Ali Campbell will use the funding to map and celebrate community identity across the ages, using performance arts. Called LIVING MAP, the technique has previously had great success in settings as diverse as Rio de Janeiro, Lewes and Beckton.

“Working with local community groups our LIVING MAP will use interactive performance techniques to research and articulate personal and collective visions of Mile End Road,” explains Ali.

“The results will be part-performed, part-displayed as mini installations suitable for bus shelters, shop fronts and other window-sized spaces the length of Mile End Road to be admired, wondered at or simply happened upon.

Established in September 2009 by Assistant Technical Director for Film Studies at the College, Athena Mandis, Mile End Films is a cutting-edge production unit based within the College, run by its film graduates.

For the High Street 2012 grant, MEF has established the project ‘Walk with Me’, researching how communities living and working along Whitechapel High Street and Mile End Road use local cinema spaces and their cultural significance in east London.

The project will be recorded using film and displayed online as well as public spaces within Tower Hamlets in 2012 to coincide with the celebrations in the run up to the Olympics.

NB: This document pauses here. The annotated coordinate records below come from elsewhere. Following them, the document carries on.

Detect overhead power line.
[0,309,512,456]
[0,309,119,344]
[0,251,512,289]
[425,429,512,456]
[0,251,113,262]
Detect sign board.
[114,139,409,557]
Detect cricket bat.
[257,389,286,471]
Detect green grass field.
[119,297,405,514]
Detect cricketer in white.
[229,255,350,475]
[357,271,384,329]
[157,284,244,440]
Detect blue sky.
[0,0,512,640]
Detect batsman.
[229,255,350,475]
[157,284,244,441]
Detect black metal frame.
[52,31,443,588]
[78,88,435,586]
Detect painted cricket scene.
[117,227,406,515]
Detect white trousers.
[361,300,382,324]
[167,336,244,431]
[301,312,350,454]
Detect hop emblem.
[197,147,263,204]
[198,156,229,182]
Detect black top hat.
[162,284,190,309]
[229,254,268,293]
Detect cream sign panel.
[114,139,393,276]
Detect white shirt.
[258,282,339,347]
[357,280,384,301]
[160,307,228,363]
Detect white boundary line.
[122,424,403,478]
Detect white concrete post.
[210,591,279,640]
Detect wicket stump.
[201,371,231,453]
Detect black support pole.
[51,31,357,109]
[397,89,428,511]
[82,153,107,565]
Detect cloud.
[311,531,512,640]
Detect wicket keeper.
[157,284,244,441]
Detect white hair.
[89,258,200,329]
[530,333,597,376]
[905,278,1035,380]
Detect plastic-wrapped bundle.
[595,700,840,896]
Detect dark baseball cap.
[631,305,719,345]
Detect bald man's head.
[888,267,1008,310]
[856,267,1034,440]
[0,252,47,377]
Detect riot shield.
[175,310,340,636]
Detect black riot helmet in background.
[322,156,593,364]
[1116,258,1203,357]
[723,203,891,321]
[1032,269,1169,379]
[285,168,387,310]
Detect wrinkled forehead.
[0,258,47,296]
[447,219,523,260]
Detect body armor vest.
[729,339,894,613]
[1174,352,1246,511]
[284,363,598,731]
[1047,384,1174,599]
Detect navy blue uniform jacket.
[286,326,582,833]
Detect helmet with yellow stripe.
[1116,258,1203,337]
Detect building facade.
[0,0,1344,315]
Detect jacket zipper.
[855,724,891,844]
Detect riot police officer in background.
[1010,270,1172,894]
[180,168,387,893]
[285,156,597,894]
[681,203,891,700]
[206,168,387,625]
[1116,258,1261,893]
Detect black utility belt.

High Street 2012 is an ambitious scheme to regenerate the East End high street route prior to the Games, offering better walking and cycling opportunities and increasing green spaces, improved traffic routes, facilitating cultural celebrations and the restoration of historic buildings and spaces.

The project is being co-ordinated by The London Boroughs of Tower Hamlets and Newham, the London Development Agency and its Design for London team, Transport for London, the London Thames Gateway Development Corporation and English Heritage among others.